I guess you could rig up some regular deviance test to do the same thing?

On Sep 3, 2017 6:51 PM, "Poe, John" <jdpo223 at g.uky.edu> wrote:

> I'm pretty sure that nAGQ=0 is generating conditional modes of group
> values for the random effects without subsequently using a laplace
> approximation. This is really not something that you want to do unless it's
> a last resort. It's kind of like estimating a linear probability model with
> a random intercept and using the values for that in the cloglog model. My
> understanding is that it's not even an option in most other software.
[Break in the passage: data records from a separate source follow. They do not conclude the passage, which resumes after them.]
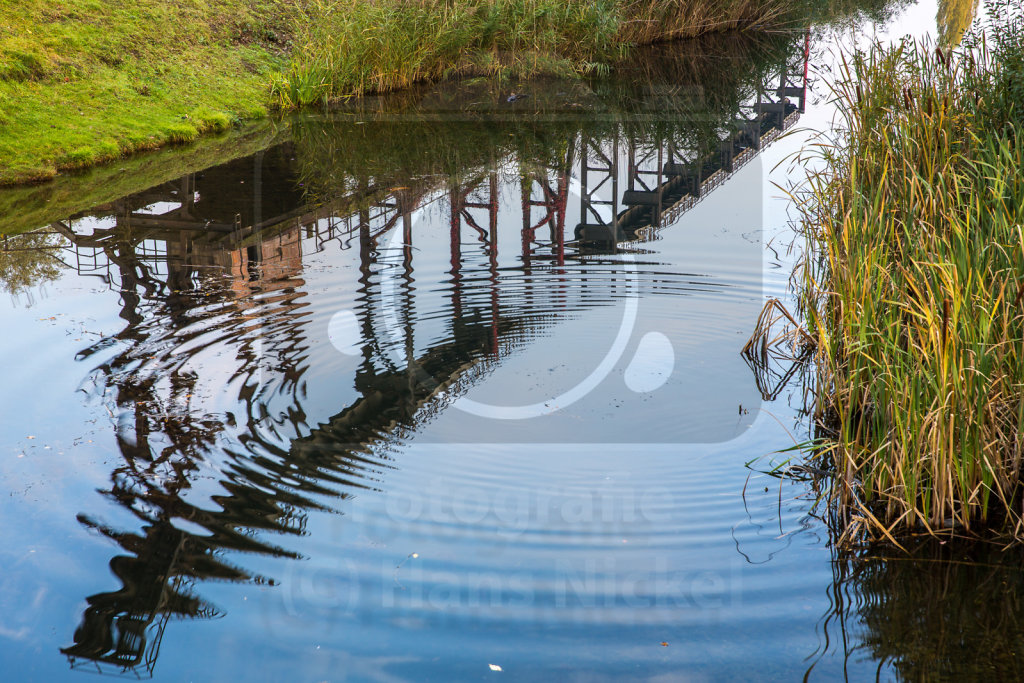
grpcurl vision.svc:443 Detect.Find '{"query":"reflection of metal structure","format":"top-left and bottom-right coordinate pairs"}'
top-left (520, 148), bottom-right (572, 267)
top-left (576, 134), bottom-right (621, 245)
top-left (63, 527), bottom-right (214, 678)
top-left (575, 37), bottom-right (808, 248)
top-left (23, 34), bottom-right (811, 285)
top-left (26, 65), bottom-right (811, 300)
top-left (24, 31), bottom-right (816, 678)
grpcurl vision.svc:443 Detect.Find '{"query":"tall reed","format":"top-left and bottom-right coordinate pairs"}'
top-left (799, 28), bottom-right (1024, 540)
top-left (274, 0), bottom-right (795, 106)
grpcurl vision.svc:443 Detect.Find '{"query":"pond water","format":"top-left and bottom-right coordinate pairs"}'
top-left (3, 1), bottom-right (1022, 680)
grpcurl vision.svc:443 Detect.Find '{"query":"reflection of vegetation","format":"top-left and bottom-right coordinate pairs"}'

> Someone please correct me if I'm wrong here because what I've found on it
> has been kind of vague and I'm making some assumptions.
> My guess is that the random intercepts/slopes are going to be too small
> and their distributions could be distorted if you're not actually
> approximating the integral with something like quadrature or mcmc. That's
> the case with PQL and MQL according to simulation evidence at least and
> even though this isn't the same as PQL I'd expect a similar problem at
> first blush.
> As to if this is a real practical problem or a theory  problem there's
> been kind of a disagreement on that within the stats literature. Some
> people argue, in binary outcome models, that biased random intercepts can
> bias everything else and others have argued this fear is overblown. This
> might well have been settled by actual statisticians by now, I'm not sure.
> It's gotten enough attention in the literature that people certainly
> worried about it a lot.
> Below are two articles on the topic with simulations but I've seen the
> fixed effects results (and LR tests) change based on the random effects
> approximation technique in my work so I'm always a bit paranoid about it.
> Model misspecification and having oddly shaped random intercepts (as with
> count models) can seem to make this problem worse.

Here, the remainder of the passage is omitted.